|Armand Gamache, Yvette Nichol and Jean-Guy Beauvoir in the |
movie Still Life from the CBC
The movie was telecast on the CBC last Sunday. While I was unable to watch the initial telecast Sharon and I were able to watch it online a few evenings later.
I enjoyed the movie but could not call it brilliant.
As in the books the fictional village of Three Pines entrances the viewer. The trees, dressed in autumn colours, set the scene. In the village the bistro / B &B of Gabi and Olivier is perfect. You want to get in the nearest car, train or plane to travel to the village and settle in at the inn with the local residents.
Among the police, Anthony Lemke as Jean-Guy Beauvoir, is a fine choice. While sometimes exasperated by Gamache he is a clever and dedicated officer.
Susanna Fournier as Detective Yvette Nichol, is suitably nasty and a good foil to all the other very correct officers.
Kate Hewlett as Clara Morrow, the aspiring artist and close friend to the murdered Jane Neal, is convincingly vulnerable.
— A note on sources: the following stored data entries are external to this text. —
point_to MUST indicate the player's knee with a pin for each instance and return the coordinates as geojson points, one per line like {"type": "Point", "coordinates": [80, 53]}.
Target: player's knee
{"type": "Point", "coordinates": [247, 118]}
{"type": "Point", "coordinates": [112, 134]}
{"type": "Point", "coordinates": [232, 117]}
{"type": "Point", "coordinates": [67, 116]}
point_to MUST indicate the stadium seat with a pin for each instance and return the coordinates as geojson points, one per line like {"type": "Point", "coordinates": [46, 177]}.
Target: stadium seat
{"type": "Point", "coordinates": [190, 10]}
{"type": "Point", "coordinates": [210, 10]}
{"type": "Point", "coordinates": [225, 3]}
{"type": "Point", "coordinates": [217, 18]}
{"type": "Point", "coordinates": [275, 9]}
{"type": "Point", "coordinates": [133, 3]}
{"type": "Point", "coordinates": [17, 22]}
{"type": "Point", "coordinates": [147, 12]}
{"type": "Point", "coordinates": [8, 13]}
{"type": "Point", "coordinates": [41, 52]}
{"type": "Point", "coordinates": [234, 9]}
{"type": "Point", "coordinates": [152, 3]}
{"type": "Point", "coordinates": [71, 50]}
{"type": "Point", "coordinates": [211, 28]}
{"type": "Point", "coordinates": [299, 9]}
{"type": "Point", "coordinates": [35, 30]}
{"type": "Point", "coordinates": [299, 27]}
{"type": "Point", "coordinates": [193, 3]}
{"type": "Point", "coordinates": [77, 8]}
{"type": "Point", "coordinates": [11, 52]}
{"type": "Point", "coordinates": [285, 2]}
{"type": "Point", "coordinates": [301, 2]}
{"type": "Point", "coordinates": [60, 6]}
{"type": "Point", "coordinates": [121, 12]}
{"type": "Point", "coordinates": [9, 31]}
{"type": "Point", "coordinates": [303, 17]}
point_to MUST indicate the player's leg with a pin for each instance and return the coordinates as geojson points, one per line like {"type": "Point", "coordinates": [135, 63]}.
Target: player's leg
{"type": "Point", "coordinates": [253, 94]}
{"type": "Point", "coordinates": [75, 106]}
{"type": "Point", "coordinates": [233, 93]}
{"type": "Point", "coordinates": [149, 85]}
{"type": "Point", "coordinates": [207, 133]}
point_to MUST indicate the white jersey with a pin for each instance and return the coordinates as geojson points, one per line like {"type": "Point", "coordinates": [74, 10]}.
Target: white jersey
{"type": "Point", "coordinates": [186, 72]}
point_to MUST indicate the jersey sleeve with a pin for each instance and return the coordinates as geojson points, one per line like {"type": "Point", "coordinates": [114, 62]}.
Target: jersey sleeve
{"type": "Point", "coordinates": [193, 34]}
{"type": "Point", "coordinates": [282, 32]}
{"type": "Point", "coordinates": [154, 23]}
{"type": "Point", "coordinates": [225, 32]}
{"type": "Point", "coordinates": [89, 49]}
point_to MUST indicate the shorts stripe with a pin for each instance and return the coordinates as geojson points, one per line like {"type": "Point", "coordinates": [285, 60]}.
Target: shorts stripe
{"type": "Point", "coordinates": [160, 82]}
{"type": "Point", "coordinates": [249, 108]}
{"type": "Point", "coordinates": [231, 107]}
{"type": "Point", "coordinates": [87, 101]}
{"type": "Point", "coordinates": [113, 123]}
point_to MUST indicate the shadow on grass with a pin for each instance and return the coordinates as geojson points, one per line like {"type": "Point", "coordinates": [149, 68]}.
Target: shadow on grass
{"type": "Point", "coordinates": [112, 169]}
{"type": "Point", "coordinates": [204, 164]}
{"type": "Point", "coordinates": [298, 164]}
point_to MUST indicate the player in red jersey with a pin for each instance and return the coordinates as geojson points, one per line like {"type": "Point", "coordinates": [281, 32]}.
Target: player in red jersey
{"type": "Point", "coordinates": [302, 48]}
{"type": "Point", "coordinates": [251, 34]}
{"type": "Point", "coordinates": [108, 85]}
Penny, who has described the Clara of the books as herself should be pleased with the portrayal of Hewlett.
I regret that I still have a problem with the casting of Nathaniel Parker as Gamache. The urbane English accents of Parker do not work well with the character of a French Canadian police inspector. The producers provide an explanation for the English accent but it felt contrived.
I am still uneasy that I am being unfair about Parker because he does not fit my image of Gamache from reading all the books in the series.
For another view, John Doyle in his Globe & Mail review said:
While the Gamache character has some richness in the novels, on screen he’s bland. An honourable man, given to questioning authority, but lacking the sinew and muscle of a truly commanding character. There was some fuss made about an English actor being cast as Gamache, but it really doesn’t matter here – it’s all very much in the English tradition, really.
I do consider Parker a credible leader of the investigation and he is as comfortable in the village as the Gamache of the books.
In Longmire there was little connection with the book story lines, Still Life follows the plot of the book.
The movie has a Canadian pace and flavour. There is nary a car chase, shootout or sexual adventure. It has a quieter feel for plot than current American crime drama.
At the same time I found the movie choppy at times with limited character development. I think Still Life would have worked better in a mini-series format where there would be more time to explore the characters and the village.
I am glad I watched the movie and grateful it was respectful of the book from which it was drawn.